You can see that it’s still affecting Bastian Schweinsteiger a bit. He feels very responsible and I think that’s good. After all he did shoulder a lot of responsibility in the final. He’ll manage to switch his focus to the European Championship though. For a club team the Champions League is as good as it gets. But with all due respect, a European Championship is another step up!
Can the Bayern players draw any positives from the defeat against Chelsea?
People always think that Germans only win. But that’s not true. Great champions draw strength from defeat. They need to feel that they’re able to achieve great things. That’s what they need to do. And then they need to squeeze the last two or three per cent [of effort] out of themselves. We used to have an incredible goalkeeper [Oliver Kahn] who was very ambitious and would always say ‘keep going.’ Funnily enough, he won an awful lot!
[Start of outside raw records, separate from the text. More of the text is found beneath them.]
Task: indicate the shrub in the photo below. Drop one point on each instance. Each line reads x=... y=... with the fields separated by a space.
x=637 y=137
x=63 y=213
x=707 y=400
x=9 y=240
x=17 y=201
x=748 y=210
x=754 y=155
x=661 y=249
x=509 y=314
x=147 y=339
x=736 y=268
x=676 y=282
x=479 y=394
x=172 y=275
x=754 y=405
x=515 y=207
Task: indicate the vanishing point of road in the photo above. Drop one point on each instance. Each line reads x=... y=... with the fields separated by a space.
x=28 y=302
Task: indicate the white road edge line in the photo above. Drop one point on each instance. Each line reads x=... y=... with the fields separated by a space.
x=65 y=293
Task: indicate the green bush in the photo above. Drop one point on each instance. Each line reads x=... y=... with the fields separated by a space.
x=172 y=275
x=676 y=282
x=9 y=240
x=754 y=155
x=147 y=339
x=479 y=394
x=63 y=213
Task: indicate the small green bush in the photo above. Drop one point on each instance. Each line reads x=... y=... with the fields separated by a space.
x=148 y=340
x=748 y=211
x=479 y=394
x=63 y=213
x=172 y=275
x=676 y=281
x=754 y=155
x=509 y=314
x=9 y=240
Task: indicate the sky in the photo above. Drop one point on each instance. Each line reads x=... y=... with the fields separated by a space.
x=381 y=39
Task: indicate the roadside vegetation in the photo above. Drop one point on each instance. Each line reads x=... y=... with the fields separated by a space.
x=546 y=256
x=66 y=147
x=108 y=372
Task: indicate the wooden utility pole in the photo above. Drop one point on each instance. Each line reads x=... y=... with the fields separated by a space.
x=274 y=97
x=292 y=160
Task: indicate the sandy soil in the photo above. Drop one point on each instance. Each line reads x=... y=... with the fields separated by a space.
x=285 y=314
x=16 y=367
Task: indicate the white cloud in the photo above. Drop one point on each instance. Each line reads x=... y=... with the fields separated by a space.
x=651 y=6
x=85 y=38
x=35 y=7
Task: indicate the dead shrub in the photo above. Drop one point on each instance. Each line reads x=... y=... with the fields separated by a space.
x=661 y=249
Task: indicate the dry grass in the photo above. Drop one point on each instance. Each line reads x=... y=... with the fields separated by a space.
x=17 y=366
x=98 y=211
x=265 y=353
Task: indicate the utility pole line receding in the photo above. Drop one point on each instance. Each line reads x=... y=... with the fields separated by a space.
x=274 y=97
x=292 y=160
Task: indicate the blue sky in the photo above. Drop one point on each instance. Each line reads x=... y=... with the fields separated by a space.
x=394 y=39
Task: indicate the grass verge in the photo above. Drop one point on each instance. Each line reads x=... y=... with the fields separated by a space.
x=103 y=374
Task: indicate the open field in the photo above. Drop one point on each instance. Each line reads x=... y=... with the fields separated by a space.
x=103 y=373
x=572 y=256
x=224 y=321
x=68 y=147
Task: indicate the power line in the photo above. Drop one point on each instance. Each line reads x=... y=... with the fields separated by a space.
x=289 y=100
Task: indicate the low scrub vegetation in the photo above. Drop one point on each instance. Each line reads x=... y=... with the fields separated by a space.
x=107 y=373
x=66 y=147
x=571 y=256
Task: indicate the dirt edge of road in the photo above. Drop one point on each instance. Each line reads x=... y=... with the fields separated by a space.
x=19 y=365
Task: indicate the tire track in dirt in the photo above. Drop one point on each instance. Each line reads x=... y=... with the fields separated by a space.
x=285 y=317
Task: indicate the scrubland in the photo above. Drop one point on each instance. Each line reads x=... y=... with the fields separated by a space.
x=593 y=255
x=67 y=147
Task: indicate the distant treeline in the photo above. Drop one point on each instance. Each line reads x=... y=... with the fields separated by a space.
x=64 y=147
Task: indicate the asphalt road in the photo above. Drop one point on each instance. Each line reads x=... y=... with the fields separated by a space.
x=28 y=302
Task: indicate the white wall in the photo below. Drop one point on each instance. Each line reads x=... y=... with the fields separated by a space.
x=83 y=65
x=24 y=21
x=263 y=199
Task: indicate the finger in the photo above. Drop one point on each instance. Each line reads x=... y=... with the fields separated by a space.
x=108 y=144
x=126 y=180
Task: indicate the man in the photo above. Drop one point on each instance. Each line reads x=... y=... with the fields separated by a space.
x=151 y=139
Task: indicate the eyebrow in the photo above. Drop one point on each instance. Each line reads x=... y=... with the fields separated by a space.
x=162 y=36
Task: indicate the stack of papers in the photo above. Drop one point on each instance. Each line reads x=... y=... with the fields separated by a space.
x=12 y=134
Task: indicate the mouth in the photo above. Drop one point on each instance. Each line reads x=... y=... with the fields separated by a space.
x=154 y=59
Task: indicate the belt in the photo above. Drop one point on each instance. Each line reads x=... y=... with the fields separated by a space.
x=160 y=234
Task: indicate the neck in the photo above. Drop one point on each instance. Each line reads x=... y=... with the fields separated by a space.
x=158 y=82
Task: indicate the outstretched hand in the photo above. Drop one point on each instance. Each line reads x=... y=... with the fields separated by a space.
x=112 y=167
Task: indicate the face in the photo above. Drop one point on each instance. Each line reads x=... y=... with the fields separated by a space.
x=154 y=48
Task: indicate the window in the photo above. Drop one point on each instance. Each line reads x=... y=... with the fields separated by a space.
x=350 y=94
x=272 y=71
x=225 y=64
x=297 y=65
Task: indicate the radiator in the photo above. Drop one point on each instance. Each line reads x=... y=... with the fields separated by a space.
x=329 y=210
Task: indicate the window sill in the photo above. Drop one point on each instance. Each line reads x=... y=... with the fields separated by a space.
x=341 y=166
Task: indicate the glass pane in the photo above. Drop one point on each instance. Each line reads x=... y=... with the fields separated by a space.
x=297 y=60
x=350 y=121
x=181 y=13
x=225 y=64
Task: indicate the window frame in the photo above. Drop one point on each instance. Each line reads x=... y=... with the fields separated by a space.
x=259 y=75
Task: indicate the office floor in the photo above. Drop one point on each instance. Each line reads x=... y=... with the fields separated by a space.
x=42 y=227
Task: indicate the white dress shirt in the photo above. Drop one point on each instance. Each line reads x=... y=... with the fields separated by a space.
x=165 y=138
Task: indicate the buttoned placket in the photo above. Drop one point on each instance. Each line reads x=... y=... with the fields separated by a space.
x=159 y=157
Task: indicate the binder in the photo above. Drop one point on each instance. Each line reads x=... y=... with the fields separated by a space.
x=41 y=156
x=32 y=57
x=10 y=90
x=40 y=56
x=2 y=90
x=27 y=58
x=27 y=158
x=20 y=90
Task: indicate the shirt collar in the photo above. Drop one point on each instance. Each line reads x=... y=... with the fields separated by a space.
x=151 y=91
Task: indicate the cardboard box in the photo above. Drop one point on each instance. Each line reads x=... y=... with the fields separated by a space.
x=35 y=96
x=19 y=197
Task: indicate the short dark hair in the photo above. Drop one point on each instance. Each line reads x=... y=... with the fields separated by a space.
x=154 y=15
Can Germany become champions of Europe?
[Without hesitation] Yes of course! We can do it. But we need to prove it. The conditions are there. We have a very good team, a very good coach and a very good support staff. The question is: can the team cope with difficulties? And there are always difficulties at a tournament. If they’re able to find solutions, then we have a very good chance.
What are the differences between young players of the past and those of today?
There are very different influences today. But with young players nowadays I see an incredible will to win and impressive levels of professionalism from an early age. On the other hand I miss the openness in dealing with each other. Today the guys often prefer to keep themselves busy with new technology and social networks than with the team. I miss people playing funny pranks on each other. I notice it because our teams are all so quiet. On the team bus they have no problem listening to loud music. But why aren’t they making a loud noise out on the pitch? The two go hand in hand. In certain situations in a match there’s not enough communication for my liking. That little bit of audacity, craziness and emotionality is missing. We haven’t managed to reactivate that completely yet. At the moment I don’t have a magic solution, but that’s the thing I notice.
Is that just a problem in Germany or is it more widespread?
Honestly, I have to say that when I go to youth tournaments, we’re [Germany] the quietest. Being loud doesn’t mean you automatically win, but there are situations in which joyful emotionality is helpful. We need to think about that.
You are an incredibly passionate and thoughtful man who says things that aren’t always easy to hear. Doesn’t being a coach tempt you?
Definitely not! I don’t say that for tactical reasons, it’s just that my current role satisfies me completely.
Every tactical formation has had its era. You were an elegant sweeper before 4-4-2 came along, then 4-3-3 and all the other different variations. What do you think the system of the future will be?
I think having four at the back will remain, although some teams are experimenting with a three man defence again. It’s actually very exciting to see how the formations in the middle and further up will develop. Of course it depends on the type of players a team has available.
Modern tactical systems are designed to get wingers into one-on-one situations on the flanks. In the future will we see tactics revert back to having a conventional No10 as the main point of attack?
That depends on whether you have a conventional No10 to play with. Mesut Ozil is one without doubt. But ultimately it boils down to the definition of a No10. If he plays just off the striker, does that mean he is not a classic No10 just because the second striker is missing? I think we’ll see a classic No10 again in the future, but only if they’re strong enough and fit enough to defend as well.
You mentioned Mesut Ozil. Could he win the FIFA Ballon D’Or?
I think there are several players in the German team who would be worthy winners. Ozil is one of them but there are others too. To be honest, these awards tend to go hand in hand with a team’s victory in a major tournament. Not always, but often. That will be the decisive factor. I’d certainly be very happy for someone else to be the last German winner of a major individual award [laughs].